Leaders have made support for pupils with special educational needs and/or disabilities (SEND) a priority. The special educational needs coordinator (SENCo) works closely with teaching assistants. They make sure that pupils with SEND get the extra help they need.
Teachers plan the early years curriculum thoughtfully. They adapt their planning to follow children's interests. This helps children to learn across all areas of the curriculum.
For example, children listened to a story about dinosaurs and wrote their own dinosaur books, measured dinosaur footprints and made dinosaur models. Children in Nursery 'made tea' after they had listened to the story of 'The tiger who came to tea'. They counted sugar lumps for him and could say 'one more' and 'one less'.
The new headteacher is making the behaviour policy simpler to follow. As a result, pupils behave very well most of the time. Leaders work hard with families to make sure that they maintain high levels of attendance.
Teachers plan many exciting activities that immerse pupils in their learning. For example, some pupils had been on a 'walk through time'. This helped them to understand and remember the changes in how people lived from the stone age to the iron age.
Personal development is a strength of the school. Pupils have many opportunities for leadership. For example, they have helped to introduce healthy school dinners and they help younger pupils with reading.
Pupils learn about great role models in assemblies and by meeting exceptional visitors. They have been particularly inspired by a visit from a triathlon athlete. This helps them to understand what anyone can achieve if they try.
The arrangements for safeguarding are effective.
All procedures for keeping pupils safe are robust. Staff and governors have frequent and up-to-date training.
Leaders take swift and appropriate action to keep pupils safe. Adults know what to look out for and report any concerns immediately.
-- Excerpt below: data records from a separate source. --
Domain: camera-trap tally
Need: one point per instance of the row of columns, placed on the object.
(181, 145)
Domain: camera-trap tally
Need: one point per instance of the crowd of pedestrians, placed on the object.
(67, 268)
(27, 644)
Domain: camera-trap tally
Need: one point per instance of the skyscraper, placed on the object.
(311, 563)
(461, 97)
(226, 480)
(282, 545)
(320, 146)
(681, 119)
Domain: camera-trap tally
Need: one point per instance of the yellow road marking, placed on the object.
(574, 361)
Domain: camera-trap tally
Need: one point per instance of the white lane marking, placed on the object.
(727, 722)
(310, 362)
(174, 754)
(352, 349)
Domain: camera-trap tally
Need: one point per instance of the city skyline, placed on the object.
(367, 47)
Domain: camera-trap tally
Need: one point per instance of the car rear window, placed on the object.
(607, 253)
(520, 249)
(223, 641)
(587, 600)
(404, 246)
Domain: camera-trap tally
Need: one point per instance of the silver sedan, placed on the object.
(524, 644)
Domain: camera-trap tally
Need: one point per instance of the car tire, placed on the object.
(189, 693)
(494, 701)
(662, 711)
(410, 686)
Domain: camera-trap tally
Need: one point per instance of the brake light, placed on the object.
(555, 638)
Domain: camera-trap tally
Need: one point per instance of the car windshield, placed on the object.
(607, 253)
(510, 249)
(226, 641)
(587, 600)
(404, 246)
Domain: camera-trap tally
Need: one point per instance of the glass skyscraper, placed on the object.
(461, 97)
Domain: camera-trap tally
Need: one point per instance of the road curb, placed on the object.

Pupils are helped to understand and manage risks through their learning in personal, social, health and economic (PSHE) education lessons, assemblies, online safety training and in their outdoor learning activities.
The school takes the mental health and well-being of its pupils very seriously. Pupils learn to recognise their feelings and know where to seek help if they feel sad or worried.
What does the school need to do to improve?
(Information for the school and appropriate authority)
Although wider curriculum plans reflect the national curriculum content, they are at different stages of implementation.
As a result, coherent learning sequences and teachers' subject knowledge are stronger in some subjects than in others. Leaders need to continue with their plans to prioritise those subjects that have not yet been a focus for improvement. .
Pupils do not always have sufficient opportunities to practise problem-solving and reasoning tasks unaided in mathematics. As a result, too few pupils achieve the higher standard in mathematics. Leaders should ensure that pupils have opportunities to apply their mathematical knowledge to more complex tasks independently.